Clearly, he showed everyone how it’s done.

Reynolds landed the block of the bowl season to give BYU (10-3) a timely morale boost, and the Cougars rallied on Riley Nelson’s 2-yard touchdown pass to Cody Hoffman with 11 seconds to play for a 24-21 victory over Tulsa (8-5) in the Bell Helicopter Armed Forces Bowl at Ford Stadium.

Nelson and Hoffman highlighted a desperate last drive for the independent Cougars after they fell behind in the fourth quarter for the second time in the game. Nelson’s 8-yard scamper on third and 6 with 49 seconds remaining set up the game-winner. He converted on fourth and 9 earlier on the drive with a 14-yard run.

Nelson’s finished BYU’s winning drive with some clutch trickery, faking a spike to fool Tulsa into thinking he was stopping the clock and then firing to Hoffman, whose man was out of position. The two connected on three TD passes.

“I had Cody’s eyes, and he stopped,” Nelson said. “I was able to put the ball on his back shoulder.”

Most of BYU’s last drive had Tulsa on its heels after it held Nelson in check most of the game.

“We had an opportunity a couple of times to stop them,” Tulsa coach Bill Blankenship said. “Riley Nelson made a heck of a run on either third or fourth down when we kind of had him wrapped up and he broke a tackle and got down…I just think they executed really well in a tough situation at the end. Really good teams do that.”

Tulsa’s G.J. Kinne lofted a towering 30-yard pass to Bryan Burnham in one corner of the end zone to give the Golden Hurricane its second lead, 21-17 with 10:42 remaining.
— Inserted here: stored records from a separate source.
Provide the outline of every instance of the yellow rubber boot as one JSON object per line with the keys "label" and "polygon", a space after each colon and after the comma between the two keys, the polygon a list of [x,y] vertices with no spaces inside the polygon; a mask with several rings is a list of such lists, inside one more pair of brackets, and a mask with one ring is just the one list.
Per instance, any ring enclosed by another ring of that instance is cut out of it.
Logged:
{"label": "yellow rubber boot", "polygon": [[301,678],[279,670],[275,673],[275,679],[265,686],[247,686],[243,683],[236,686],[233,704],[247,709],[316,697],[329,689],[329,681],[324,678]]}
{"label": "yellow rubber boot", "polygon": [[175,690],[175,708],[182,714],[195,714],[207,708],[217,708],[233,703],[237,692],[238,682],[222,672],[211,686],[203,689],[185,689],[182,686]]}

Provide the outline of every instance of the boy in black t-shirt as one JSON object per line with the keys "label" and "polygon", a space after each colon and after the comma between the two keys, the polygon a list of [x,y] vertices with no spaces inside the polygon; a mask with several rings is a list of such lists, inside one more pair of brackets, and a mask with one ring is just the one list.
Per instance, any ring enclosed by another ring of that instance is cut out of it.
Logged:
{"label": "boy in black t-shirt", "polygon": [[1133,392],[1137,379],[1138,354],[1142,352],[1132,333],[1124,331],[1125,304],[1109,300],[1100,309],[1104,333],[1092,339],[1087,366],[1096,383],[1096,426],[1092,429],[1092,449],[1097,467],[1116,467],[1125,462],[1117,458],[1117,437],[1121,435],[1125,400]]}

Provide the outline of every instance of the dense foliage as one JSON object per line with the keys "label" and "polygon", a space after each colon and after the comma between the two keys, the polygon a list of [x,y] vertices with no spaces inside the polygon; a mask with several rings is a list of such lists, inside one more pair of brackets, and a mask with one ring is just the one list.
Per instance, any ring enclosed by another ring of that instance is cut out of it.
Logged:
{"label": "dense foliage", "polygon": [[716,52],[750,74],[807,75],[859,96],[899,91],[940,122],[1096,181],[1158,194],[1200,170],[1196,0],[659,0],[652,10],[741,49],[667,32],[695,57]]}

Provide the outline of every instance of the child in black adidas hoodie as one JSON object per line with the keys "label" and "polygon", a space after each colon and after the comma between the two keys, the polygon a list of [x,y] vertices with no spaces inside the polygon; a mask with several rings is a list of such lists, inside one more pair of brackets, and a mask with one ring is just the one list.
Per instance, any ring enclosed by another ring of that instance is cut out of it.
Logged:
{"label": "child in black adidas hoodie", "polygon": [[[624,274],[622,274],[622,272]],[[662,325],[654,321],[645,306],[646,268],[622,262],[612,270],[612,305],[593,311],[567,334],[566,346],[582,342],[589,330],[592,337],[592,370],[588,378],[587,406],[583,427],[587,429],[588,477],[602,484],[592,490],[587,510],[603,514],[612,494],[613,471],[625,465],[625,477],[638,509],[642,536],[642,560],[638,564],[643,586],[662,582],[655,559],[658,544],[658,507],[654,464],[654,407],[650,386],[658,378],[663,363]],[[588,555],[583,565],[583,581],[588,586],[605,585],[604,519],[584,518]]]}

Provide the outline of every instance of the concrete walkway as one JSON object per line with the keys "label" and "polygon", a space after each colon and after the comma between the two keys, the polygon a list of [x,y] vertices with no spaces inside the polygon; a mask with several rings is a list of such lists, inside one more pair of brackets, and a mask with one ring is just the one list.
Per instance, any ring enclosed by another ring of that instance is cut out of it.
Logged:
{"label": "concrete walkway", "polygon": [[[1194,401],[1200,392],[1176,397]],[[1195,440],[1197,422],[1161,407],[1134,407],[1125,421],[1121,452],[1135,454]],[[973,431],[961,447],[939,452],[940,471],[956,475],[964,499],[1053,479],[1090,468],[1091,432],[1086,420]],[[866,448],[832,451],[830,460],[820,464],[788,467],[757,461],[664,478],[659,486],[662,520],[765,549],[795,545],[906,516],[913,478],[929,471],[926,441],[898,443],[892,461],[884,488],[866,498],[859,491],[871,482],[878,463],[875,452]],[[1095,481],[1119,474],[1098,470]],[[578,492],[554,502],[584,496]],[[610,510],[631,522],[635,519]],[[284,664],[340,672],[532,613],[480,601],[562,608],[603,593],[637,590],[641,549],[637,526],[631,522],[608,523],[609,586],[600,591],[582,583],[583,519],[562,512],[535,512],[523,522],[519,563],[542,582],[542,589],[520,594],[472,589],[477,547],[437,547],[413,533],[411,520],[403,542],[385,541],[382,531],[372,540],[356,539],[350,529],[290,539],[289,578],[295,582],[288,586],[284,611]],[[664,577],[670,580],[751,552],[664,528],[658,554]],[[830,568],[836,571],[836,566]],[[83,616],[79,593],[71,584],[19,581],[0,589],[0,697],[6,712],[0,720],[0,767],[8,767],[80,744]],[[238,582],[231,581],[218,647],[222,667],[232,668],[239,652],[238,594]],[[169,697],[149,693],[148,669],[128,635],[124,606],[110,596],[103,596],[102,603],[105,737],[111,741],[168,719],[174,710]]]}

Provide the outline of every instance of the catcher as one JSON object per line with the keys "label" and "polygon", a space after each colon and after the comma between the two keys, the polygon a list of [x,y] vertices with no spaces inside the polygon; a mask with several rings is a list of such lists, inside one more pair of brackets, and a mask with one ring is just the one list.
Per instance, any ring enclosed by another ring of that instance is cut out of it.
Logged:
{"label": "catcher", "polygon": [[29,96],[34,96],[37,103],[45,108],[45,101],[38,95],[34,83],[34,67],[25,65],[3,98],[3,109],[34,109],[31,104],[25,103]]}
On that drive, the often-creative Kinne (17 of 31 for 214 yards and three touchdowns) converted a third-and-10, third-and-8 and third-and-12.
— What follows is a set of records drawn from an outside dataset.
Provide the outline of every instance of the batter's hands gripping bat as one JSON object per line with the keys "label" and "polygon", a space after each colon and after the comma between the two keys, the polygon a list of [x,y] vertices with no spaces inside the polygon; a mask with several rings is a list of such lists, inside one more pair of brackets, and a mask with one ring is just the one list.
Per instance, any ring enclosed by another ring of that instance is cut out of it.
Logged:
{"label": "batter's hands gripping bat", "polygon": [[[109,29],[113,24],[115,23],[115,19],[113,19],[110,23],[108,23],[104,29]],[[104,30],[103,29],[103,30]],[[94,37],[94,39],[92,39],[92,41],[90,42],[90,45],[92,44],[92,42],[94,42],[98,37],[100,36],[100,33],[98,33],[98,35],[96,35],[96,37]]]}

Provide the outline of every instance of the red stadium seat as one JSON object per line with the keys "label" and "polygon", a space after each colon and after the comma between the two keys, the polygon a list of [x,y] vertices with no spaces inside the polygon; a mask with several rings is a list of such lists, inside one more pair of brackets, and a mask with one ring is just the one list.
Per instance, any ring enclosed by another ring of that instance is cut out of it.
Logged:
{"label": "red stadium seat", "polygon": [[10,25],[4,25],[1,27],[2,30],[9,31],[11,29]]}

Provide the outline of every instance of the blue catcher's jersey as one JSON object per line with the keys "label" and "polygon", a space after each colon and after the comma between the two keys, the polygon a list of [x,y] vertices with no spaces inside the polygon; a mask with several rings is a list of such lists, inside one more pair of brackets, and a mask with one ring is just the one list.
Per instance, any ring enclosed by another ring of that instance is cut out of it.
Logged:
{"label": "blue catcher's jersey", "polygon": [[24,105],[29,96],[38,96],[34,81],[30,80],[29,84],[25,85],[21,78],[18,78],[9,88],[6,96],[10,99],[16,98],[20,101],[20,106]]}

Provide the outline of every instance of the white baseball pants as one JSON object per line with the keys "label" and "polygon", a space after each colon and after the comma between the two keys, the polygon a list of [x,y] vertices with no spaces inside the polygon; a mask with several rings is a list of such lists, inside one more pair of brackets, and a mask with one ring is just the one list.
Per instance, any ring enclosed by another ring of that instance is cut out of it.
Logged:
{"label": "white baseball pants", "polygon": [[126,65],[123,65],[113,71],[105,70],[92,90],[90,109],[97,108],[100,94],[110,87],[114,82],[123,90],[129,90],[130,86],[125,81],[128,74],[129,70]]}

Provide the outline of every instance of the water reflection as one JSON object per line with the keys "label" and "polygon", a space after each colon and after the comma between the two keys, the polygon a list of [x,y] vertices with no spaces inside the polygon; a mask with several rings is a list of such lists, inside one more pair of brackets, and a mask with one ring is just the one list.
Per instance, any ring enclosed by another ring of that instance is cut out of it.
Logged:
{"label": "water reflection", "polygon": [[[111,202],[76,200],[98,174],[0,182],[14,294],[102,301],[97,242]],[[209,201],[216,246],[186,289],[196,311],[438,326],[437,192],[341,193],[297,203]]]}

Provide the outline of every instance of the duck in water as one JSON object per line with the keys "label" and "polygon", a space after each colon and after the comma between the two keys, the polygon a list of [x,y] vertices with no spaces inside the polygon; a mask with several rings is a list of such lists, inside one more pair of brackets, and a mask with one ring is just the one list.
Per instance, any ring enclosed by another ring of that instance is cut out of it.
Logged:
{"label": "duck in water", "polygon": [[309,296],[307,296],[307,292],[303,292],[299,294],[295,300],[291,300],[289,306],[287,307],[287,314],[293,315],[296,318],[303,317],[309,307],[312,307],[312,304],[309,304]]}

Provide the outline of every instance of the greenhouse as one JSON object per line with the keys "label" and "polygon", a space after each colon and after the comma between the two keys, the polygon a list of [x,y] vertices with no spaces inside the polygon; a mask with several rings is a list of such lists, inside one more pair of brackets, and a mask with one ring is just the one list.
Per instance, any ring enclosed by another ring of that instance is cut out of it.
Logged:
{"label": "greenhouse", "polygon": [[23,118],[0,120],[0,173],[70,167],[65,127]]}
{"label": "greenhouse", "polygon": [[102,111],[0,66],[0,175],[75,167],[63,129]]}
“We knew we would score [again],” BYU coach Bronco Mendenhall said. “We had to be fierce competitors, and that made the difference.”

Earlier in the second half, Tulsa kicker Kevin Fitzpatrick missed a plenty-long, 46-yard field-goal attempt wide right, likely three points the Golden Hurricane could have used later.
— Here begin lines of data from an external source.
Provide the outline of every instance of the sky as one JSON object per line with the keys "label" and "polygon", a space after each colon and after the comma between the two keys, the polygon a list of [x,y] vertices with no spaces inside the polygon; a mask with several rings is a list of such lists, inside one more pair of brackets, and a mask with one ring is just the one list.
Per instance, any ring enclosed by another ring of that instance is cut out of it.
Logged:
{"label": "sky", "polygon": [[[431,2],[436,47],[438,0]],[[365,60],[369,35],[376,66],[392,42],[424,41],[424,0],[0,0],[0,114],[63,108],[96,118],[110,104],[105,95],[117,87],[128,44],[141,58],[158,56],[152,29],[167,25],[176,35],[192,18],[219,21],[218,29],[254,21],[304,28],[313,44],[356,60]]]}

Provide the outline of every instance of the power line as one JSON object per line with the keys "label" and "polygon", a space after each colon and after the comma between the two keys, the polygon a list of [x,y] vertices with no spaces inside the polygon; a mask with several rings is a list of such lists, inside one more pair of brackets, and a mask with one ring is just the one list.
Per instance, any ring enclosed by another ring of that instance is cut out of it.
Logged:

BYU improved to 7-1 all-time against Tulsa. Hoffman and Tulsa’s Dexter McCoil, who picked off Nelson twice, were named their respective teams’ most outstanding players. Nelson threw three interceptions.

Tulsa reaped nothing from what should have been two first-half interceptions. One was nullified for offsides, and the other by McCoil led to a stalled-out drive at midfield. Otherwise, Tulsa’s 14-10 halftime cushion would have been wider.

For most of the half, Nelson’s throws were off-target. He was nearly picked off twice more, but his best throw came shortly before halftime on a highlight-reel moment and got BYU back into the game.

The left-handed Nelson rolled left, ran out of green turf along the the left sideline and fired back across his body to Hoffman near the goal line. Hoffman stretched out for a 17-yard touchdown to pull BYU within 14-10 at intermission.

How that BYU score unfolded took several moving parts, especially Reynolds. Nelson dropped back but moved left as the pocket collapsed on him. Reynolds had lost his footing — and helmet — against onrushing Tulsa defensive end Cory Dorris.

Reynolds got up, charged helmetless after Dorris and flattened him before he could do the same to Nelson (17 of 40 for 250 yards and three TDs). Reynolds couldn’t do everything: Tulsa’s Tyrunn Walker still wiped Nelson out of bounds on the throw.

The play gave BYU’s offense some redemption after Tulsa — despite not capitalizing on some gifts — led 14-3 on Kinne TD passes to Ricky Johnson (eight yards) and Clay Sears (14). Those scoring drives covered 76 and 86 yards, respectively.

Nelson’s second TD pass to Hoffman late in the third quarter gave BYU a 17-14 lead.